The five had been playing together since grade school, usually in a field at Logan’s house.
“We didn’t have any concrete. We just played on grass and soon it would become dirt,” remembers Carlson. “Howard would come over. Harold would come over. Butch would come over some. We just were very, very fortunate.”
Arndt recalls that even in grade school, Logan was the competitive, driving force who spurred the others to improve.
“Tony was a very hard-driving individual. He pushed us all,” Arndt says. “He was always challenging me. Being a younger kid, (I’d) want to goof off. He was always on my case about working harder and trying harder.
“Tony was 6’0”, and we used to play 1-on-1 all the time. He’d get mad at me if I wasn’t playing hard enough. He wanted the challenge of going against someone bigger than him.”
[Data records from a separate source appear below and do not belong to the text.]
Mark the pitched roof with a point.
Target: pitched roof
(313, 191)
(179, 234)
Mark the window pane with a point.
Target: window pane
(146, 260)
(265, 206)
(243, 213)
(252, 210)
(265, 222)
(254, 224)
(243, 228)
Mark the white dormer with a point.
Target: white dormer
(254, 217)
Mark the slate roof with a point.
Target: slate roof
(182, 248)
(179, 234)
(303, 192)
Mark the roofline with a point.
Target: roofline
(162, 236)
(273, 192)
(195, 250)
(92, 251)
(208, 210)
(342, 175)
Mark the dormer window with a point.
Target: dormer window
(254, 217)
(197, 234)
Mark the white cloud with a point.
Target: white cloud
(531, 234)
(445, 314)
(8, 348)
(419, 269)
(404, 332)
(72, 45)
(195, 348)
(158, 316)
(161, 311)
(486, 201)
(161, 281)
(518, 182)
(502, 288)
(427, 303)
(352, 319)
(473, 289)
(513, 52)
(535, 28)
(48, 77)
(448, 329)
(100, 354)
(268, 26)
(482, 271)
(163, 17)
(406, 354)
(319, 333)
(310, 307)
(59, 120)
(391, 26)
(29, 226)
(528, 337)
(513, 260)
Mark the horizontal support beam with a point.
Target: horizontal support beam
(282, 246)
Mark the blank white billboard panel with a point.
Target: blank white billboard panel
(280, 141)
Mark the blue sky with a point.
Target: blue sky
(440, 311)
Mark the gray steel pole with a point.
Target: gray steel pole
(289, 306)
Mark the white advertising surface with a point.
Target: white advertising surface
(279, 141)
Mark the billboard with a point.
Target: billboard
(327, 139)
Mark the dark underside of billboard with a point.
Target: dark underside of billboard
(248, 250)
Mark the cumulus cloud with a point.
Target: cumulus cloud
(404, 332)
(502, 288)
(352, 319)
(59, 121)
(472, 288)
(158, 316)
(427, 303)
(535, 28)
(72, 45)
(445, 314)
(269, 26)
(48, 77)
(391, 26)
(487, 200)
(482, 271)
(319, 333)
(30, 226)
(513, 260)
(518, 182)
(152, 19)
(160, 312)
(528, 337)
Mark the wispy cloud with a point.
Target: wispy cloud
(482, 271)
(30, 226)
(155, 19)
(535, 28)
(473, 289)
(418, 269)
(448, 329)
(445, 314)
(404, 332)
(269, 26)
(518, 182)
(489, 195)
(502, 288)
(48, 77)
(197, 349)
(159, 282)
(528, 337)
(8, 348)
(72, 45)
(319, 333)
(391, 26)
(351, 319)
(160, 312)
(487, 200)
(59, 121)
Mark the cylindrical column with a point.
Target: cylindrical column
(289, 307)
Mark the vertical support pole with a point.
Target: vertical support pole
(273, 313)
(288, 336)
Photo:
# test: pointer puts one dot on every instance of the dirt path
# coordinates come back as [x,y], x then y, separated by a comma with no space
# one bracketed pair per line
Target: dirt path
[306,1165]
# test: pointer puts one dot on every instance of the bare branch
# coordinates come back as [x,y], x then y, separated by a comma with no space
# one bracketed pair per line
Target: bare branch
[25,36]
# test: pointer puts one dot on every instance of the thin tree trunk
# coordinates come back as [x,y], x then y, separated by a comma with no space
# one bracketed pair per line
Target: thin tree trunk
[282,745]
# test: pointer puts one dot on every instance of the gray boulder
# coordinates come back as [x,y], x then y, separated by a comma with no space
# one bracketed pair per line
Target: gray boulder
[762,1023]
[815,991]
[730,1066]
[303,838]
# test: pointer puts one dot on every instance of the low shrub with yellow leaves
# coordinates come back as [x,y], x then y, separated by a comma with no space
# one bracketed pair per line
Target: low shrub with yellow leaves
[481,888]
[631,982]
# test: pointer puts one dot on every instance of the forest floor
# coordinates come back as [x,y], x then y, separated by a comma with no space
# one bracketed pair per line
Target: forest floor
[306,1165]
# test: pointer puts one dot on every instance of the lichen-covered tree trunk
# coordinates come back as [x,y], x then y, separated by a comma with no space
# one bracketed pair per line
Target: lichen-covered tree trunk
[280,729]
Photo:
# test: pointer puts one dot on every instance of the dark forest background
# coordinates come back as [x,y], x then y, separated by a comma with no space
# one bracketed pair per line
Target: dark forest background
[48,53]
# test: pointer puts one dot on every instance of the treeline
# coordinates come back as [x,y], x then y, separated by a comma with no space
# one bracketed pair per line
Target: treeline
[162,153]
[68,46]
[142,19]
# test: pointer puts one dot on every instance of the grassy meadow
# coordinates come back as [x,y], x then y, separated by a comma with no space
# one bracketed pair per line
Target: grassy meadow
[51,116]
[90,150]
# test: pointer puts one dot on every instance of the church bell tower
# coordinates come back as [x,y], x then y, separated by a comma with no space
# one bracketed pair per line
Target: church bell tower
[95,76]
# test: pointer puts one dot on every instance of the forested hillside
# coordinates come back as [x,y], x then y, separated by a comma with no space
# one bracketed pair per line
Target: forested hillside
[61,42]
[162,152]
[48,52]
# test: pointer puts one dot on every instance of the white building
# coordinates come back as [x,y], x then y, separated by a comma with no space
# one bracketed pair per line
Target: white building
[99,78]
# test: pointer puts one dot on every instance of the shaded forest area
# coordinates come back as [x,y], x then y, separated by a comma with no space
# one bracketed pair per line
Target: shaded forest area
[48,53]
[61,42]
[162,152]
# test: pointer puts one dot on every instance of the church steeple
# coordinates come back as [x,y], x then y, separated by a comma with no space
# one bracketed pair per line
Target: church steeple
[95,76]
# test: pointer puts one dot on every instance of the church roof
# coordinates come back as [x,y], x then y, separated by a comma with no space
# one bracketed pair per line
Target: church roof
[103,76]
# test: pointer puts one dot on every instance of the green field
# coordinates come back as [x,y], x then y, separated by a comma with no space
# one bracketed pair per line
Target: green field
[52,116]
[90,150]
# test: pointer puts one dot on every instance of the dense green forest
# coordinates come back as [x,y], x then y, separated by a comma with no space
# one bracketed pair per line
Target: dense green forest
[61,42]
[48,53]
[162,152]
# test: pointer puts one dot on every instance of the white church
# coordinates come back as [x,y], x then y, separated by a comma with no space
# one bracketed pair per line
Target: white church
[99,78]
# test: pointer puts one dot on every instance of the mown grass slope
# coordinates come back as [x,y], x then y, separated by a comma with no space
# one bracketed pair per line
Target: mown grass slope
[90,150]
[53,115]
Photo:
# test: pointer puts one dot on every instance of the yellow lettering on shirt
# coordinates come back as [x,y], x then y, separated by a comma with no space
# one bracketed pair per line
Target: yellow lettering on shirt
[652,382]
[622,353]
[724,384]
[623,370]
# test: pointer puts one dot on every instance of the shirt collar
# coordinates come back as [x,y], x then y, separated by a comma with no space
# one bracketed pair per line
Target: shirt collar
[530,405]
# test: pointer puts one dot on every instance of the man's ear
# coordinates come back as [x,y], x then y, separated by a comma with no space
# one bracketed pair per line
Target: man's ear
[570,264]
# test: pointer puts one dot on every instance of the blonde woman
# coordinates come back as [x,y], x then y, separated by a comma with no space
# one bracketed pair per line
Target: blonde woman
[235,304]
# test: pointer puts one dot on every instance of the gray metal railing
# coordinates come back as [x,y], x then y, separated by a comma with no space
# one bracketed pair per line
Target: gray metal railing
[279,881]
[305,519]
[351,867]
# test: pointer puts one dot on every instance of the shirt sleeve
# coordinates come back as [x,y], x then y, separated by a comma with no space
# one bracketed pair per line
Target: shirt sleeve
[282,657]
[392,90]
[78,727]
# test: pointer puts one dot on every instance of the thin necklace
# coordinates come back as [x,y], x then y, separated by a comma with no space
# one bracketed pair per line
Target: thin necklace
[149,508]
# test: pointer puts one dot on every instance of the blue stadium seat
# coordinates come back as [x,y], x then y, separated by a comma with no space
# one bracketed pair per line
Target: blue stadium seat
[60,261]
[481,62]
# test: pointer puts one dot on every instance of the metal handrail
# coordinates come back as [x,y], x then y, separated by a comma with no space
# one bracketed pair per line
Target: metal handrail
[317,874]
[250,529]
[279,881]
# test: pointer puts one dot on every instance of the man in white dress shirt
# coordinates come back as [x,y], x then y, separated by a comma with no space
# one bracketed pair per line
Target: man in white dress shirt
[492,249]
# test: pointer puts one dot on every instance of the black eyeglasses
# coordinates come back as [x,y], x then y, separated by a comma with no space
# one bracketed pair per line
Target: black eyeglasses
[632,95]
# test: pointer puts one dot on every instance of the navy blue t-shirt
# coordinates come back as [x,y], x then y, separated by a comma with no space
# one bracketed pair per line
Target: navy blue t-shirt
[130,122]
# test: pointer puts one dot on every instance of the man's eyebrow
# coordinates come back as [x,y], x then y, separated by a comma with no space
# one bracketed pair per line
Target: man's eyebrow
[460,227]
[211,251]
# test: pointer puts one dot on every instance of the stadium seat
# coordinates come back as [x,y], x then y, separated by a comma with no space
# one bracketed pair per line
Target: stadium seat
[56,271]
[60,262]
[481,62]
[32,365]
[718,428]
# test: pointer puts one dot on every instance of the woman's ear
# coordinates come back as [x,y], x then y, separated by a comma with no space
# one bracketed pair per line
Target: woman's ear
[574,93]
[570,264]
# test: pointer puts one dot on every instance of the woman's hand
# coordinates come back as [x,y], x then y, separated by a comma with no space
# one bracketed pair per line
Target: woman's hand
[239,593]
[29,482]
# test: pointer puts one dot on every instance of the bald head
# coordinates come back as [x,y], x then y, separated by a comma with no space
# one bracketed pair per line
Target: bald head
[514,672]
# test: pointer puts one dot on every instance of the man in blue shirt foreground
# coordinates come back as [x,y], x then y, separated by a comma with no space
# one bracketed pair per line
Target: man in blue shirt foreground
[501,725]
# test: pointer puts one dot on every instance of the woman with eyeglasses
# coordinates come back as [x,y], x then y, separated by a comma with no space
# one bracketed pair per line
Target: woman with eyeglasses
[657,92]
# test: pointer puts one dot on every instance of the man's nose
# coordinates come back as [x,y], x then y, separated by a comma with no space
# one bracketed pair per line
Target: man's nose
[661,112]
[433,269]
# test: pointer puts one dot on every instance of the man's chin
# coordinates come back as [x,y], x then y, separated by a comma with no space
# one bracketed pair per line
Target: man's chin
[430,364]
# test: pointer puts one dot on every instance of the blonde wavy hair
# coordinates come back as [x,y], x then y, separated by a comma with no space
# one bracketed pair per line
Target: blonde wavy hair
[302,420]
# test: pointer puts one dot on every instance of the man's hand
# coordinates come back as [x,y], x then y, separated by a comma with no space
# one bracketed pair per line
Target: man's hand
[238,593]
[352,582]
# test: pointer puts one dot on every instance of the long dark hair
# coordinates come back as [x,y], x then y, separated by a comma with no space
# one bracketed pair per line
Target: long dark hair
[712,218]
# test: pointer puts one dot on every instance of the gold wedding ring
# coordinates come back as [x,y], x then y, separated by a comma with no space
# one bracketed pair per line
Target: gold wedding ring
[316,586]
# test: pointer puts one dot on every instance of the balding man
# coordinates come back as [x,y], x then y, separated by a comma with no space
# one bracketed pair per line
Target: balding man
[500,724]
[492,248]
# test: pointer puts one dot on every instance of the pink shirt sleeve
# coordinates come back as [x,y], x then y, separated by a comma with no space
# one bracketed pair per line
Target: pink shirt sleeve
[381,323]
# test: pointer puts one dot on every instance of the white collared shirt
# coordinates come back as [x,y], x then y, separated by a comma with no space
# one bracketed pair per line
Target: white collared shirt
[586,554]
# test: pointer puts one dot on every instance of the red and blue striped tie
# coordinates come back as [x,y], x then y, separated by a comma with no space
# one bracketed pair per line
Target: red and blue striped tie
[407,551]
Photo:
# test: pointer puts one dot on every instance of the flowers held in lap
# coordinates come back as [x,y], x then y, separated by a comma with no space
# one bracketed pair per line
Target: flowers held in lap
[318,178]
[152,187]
Coach Leland Brown says his team’s defense was “murder” on the opponents inside, but it was strong on the perimeter, too.
“We had a pretty good defense outside. We could take some chances outside with (Arndt and Carlson) inside,” he says. “We changed a lot of teams with those big guys.”
Offensively, the Tigers liked to run.
“We ran a fast break. I’m pretty stubborn-headed. We couldn’t stall the ball,” Brown says. “If we were going to try to take a last shot before the quarter ended, we always tried to get it going quicker than most people do, because we wanted a chance for an offensive rebound.”
“Not only did we have good [starters], but we had the guys who didn’t get to play as much. They made us better in practice,” says Carlson. “Charles Cook, Jim Ferguson, Terry Mooneyham, and others.”
In addition, Carlson says he believes Brown’s contribution as head coach is often overlooked.